Lagi musim hujan nih, jangan lupa sedia payung atau jas hujan. Supaya nggak sakit. Hehehe 😊

Aku pingin tahu, apakah diantara pembaca Blog Amel ada yang punya saudara? Mungkin sebagian besar dari my dear readers menjawab ada. Ada saudara laki-laki, ada saudara perempuan, ada kakak, ada adik, ada saudara kandung dan bahkan saudara angkat.

Lalu, pernahkah kalian sekamar dengan saudara kalian? Pasti sebagian besar menjawab pernah sekamar dengan saudaranya terutama waktu masih kecil.

Yah sama dengan aku. Amel juga punya saudara. Seorang kakak perempuan dan kita pernah sekamar bareng.

Tapi pertanyaan utamanya, The main question nih :)
"Berapa lama kalian sekamar dengan saudara kalian? Hayo?" Hehehe maaf pertanyaannya aneh. Bukan pertanyaan porno ya! Nanti ada penjelasannya. Makanya baca terus!
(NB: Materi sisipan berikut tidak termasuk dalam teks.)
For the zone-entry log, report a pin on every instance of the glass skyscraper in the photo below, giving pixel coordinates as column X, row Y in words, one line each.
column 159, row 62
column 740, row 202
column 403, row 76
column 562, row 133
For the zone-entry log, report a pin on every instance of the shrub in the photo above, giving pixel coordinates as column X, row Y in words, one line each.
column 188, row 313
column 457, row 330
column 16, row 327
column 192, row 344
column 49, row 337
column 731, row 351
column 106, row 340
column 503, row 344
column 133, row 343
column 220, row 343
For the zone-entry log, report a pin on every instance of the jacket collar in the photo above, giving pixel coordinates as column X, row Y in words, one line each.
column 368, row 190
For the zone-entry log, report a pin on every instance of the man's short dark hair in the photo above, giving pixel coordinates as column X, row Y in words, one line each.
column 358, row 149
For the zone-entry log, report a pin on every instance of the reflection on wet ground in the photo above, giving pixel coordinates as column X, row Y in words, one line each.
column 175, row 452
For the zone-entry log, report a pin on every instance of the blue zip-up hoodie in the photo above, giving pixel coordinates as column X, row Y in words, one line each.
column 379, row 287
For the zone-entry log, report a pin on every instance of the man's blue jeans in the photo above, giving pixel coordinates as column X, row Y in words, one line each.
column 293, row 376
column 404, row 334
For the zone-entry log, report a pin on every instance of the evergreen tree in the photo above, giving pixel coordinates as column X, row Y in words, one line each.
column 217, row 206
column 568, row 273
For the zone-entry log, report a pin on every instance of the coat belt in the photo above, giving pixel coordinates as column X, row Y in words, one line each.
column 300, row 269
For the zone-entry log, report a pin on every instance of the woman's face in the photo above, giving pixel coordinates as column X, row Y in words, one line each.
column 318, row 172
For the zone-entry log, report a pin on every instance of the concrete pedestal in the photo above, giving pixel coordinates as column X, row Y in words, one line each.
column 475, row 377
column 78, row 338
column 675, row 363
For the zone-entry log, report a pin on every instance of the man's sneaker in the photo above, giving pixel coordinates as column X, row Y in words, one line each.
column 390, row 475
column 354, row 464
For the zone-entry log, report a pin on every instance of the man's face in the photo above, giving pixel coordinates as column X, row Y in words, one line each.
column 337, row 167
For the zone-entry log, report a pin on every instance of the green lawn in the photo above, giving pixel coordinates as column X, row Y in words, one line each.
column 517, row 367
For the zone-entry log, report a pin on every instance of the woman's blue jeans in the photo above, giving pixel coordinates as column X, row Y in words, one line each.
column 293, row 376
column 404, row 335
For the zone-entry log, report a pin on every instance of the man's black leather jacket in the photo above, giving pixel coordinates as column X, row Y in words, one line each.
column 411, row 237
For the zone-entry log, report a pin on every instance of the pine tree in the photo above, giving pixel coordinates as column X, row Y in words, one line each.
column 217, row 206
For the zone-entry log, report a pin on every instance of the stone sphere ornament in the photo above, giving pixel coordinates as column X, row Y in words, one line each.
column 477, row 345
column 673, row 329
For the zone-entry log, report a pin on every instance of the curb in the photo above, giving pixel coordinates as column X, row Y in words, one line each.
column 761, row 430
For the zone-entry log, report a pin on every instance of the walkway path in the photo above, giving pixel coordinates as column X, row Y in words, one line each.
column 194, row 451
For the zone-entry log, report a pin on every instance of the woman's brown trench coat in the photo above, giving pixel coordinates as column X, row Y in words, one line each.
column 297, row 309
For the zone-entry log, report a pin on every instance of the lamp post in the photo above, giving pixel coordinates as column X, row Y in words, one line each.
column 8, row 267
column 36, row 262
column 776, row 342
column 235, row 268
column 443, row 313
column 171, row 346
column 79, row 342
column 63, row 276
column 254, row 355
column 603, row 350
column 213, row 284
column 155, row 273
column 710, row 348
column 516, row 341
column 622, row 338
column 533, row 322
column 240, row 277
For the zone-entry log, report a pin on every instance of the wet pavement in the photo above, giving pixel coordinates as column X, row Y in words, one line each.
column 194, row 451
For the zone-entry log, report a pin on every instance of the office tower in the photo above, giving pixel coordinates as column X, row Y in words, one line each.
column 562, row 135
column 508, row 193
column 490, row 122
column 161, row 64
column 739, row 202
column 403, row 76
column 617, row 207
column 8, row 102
Biar nggak salah paham 😊

Nah, pertanyaan ini jawabannya unik. Masing-masing pasti punya jawaban yang bervariasi. Ada yang lama sampe bertahun-tahun, ada juga yang cuma sebentar. Yah mungkin karena saudaranya ngekos, pindah rumah, udah kerja dan merantau atau bahkan udah menikah. Tapi intinya 'punya kamar yang berbeda' adalah alasan utama mengapa nggak sekamar lagi sama saudara.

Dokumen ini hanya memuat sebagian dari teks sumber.